Docteur Mamadou Kaba évoque aussi quelques leçons tirées lors de la distribution masse de médicaments en 2020 à Boké: insuffisance du nombre d’agents affectés sur le terrain vu que le nombre de personnes estimé par les autorités est diffèrent des réalités du terrain. Une équipe composée de deux personnes couvre 100 à 150 personnes par jour. Ya des localités très éloignées où on peut faire 10 à 15 km du A au point B. On lui dit de faire le travail en cinq jours alors que pour un seul village il a fait deux à trois jours. Ces informations sont remontées pour que prochainement on augmente le nombre d’équipes sur le terrain ou le nombre de jours. »
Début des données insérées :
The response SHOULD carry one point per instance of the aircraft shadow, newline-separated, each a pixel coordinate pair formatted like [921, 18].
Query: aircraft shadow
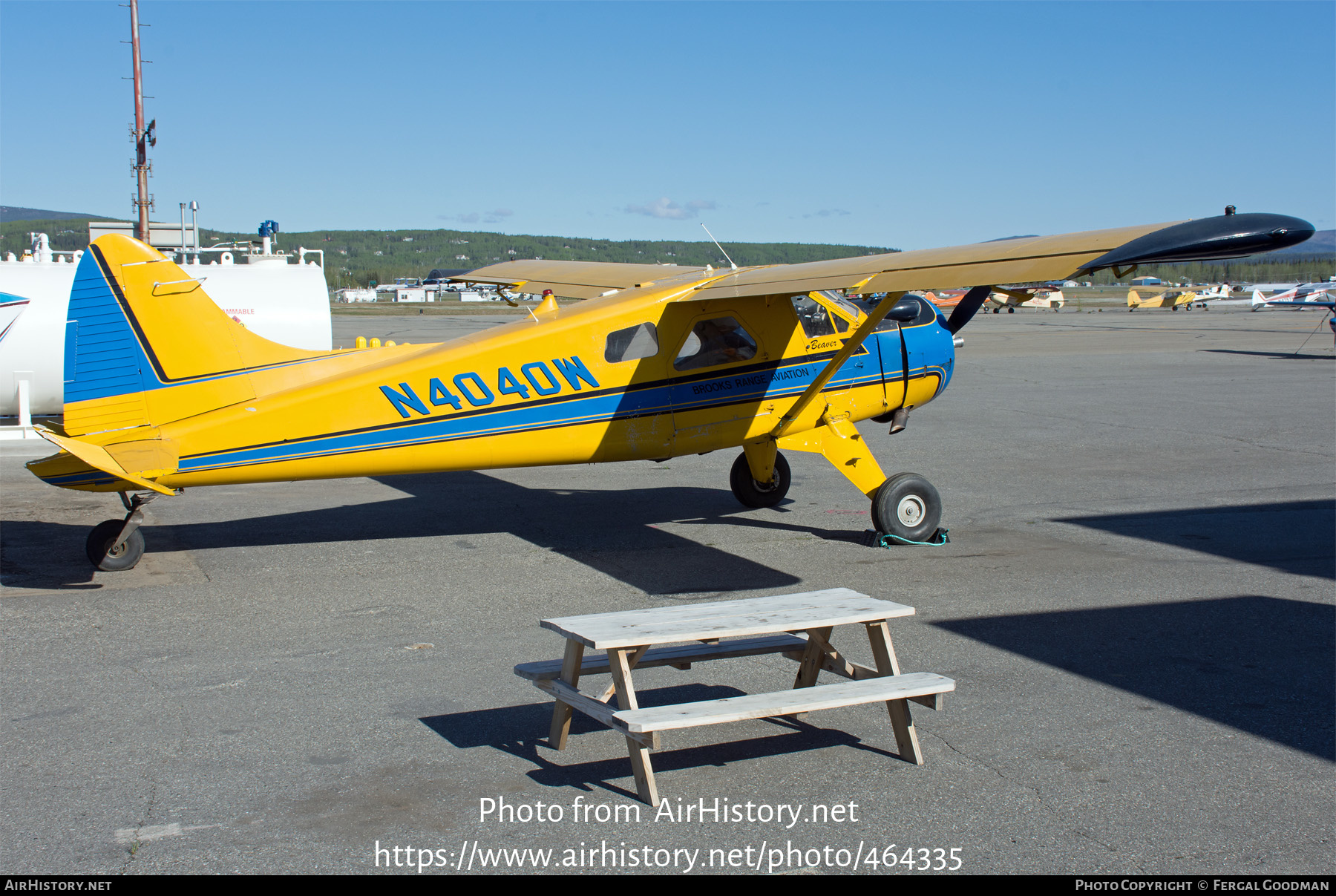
[612, 532]
[1279, 356]
[1260, 664]
[1292, 536]
[521, 730]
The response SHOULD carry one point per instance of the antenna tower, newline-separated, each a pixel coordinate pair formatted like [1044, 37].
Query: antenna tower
[143, 137]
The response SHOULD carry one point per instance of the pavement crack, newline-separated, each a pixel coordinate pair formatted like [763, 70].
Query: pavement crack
[1033, 789]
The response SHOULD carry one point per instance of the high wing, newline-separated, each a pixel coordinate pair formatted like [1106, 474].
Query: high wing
[1010, 262]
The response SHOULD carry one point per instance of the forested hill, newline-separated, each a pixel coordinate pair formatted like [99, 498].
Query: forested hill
[357, 257]
[362, 255]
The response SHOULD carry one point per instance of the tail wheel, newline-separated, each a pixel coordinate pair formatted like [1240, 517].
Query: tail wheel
[759, 494]
[908, 506]
[99, 546]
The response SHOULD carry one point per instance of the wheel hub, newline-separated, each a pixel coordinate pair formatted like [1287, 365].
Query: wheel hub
[910, 511]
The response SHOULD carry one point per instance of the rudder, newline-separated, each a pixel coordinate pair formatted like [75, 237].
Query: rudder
[148, 344]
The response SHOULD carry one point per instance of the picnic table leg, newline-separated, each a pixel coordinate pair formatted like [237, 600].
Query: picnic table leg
[811, 663]
[900, 710]
[561, 710]
[641, 764]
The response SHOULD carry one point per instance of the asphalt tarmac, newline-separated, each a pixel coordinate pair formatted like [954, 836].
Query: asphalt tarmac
[1136, 605]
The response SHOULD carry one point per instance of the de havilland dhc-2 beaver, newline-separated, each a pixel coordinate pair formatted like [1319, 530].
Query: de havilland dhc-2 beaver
[165, 391]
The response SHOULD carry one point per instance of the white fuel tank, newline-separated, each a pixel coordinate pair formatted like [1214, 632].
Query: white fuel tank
[281, 301]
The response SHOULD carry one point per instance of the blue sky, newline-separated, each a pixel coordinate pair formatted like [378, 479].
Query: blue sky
[906, 125]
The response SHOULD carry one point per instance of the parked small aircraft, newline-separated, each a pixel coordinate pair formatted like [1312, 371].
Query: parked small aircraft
[1309, 295]
[1167, 298]
[165, 391]
[1042, 297]
[1304, 294]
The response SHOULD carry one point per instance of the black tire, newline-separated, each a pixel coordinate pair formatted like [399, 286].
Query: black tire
[102, 538]
[754, 494]
[908, 506]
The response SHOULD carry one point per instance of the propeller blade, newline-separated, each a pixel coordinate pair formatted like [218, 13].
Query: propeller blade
[970, 302]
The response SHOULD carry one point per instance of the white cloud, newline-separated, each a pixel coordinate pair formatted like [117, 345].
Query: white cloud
[668, 209]
[494, 217]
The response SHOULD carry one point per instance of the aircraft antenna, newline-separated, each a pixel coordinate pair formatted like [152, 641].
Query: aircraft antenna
[721, 247]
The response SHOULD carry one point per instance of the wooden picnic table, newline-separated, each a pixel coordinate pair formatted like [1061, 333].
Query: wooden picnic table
[795, 625]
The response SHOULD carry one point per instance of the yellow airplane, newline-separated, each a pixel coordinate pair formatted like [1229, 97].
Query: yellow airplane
[1152, 297]
[167, 393]
[1047, 297]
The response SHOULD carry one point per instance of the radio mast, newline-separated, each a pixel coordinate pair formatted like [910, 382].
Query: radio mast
[143, 137]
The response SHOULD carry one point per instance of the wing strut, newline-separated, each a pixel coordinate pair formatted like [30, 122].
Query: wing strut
[880, 313]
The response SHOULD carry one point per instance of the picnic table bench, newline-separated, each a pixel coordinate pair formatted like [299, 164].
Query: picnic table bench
[794, 625]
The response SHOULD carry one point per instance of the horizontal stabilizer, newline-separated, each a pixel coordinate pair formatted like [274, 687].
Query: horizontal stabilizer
[96, 457]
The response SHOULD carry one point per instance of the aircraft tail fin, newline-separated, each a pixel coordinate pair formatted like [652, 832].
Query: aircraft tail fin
[145, 344]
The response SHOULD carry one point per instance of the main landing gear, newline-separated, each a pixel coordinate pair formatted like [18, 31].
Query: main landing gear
[908, 506]
[759, 494]
[115, 545]
[905, 505]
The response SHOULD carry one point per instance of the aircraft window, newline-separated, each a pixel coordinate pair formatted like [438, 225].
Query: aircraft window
[868, 304]
[814, 317]
[841, 302]
[634, 342]
[715, 342]
[928, 312]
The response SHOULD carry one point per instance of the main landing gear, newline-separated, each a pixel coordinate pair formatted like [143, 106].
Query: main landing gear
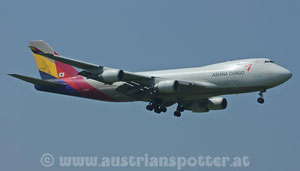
[261, 99]
[156, 107]
[178, 111]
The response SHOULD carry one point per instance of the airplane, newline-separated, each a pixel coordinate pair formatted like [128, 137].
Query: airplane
[196, 89]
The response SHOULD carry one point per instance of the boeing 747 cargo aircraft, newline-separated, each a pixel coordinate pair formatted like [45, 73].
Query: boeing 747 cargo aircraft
[196, 89]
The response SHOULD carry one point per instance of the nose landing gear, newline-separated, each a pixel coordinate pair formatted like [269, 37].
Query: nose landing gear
[156, 106]
[178, 111]
[261, 99]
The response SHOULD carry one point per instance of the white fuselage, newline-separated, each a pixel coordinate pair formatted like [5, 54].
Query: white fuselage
[232, 77]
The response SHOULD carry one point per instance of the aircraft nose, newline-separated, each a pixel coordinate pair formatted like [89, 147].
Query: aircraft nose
[288, 74]
[284, 74]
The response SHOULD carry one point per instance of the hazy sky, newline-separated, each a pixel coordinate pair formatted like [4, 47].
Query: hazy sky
[149, 35]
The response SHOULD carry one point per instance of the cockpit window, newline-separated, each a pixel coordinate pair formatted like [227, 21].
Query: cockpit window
[269, 61]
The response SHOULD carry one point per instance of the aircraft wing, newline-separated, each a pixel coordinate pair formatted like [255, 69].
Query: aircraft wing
[39, 82]
[136, 85]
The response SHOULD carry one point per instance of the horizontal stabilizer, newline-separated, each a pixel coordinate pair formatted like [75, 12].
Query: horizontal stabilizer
[39, 82]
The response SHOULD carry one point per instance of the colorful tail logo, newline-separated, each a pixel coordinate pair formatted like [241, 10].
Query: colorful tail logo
[48, 68]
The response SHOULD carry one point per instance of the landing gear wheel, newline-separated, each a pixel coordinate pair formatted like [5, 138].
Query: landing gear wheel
[177, 114]
[180, 108]
[157, 110]
[260, 100]
[149, 107]
[163, 109]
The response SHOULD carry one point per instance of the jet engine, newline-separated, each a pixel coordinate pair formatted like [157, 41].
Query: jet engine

Le chargé de prévention et la lutte contre la maladie au DPS de Boké ne disposait pas sur place de statistiques concernant les cas d’onchocercose et de filariose lymphatique qui peuvent toucher les seins et les pieds des femmes: « Pendant chaque campagne les malades de la filariose lymphatique et d’onchocercose sont recensés et les informations sont remontées au programme pour trouver de nouvelles approches dans leur prise en charge. Le médicament que nous donnons pendant la campagne c’est à titre préventif ».
Comme Boké, la distribution de masse de médicaments pour l’année 2020 ne s’est pas tenue au moment indiqué à cause du covid-19. C’est pourquoi le programme national de lutte contre les MTN a mis en place un plan de relance pour sa tenue dans les différentes régions de la Guinée. Le respect des gestes barrières était de mise. L’objectif vise à éliminer ou contrôler des maladies tropicales négligées (MTN). Elle est organisée une fois par an et est administrée à toute la population éligible (5 ans et plus) du district sanitaire pour les 4 MTN (Filariose lymphatique, Onchocercose, trypanosomiase et le Trachome).
Pour les districts hyper endémiques aux géo-helminthiases il est recommandé de traiter ces districts à l’albendazole deux fois par an souligne docteur Sadan Sidibé chargé de communication du dit programme.: « contre l’onchocercose, Ivermectine comprimé 3 mg -Albendazole comprimé 400mg : contre la filariose lymphatique, le praziquantel comprimé 600 mg : contre la trichonsomiase, l’albendazolecomprimé 400 mg : contre les géohelminthiases, l’azithromycinecomprimé 250mg, Azithromycine sirop 1200mg et la pommade Tétracyclineophtalmique 1% : contre le trachome pour les enfants à partir de 6 mois. »
Dr Sadan précise qu’en dehors du PZQ, les effets secondaires sont rares après la prise de ces médicaments car les produits utilisés sont bien tolérés. En plus ces effets secondaires disparaissent dans les 24 heures après la prise du médicament.
Ces distributions de masse de médicaments sont rendus possibles grâce à l’appui technique et financier de Sightsavers, Helen Keller International (HKI) et Catholique Relief Service (CRS).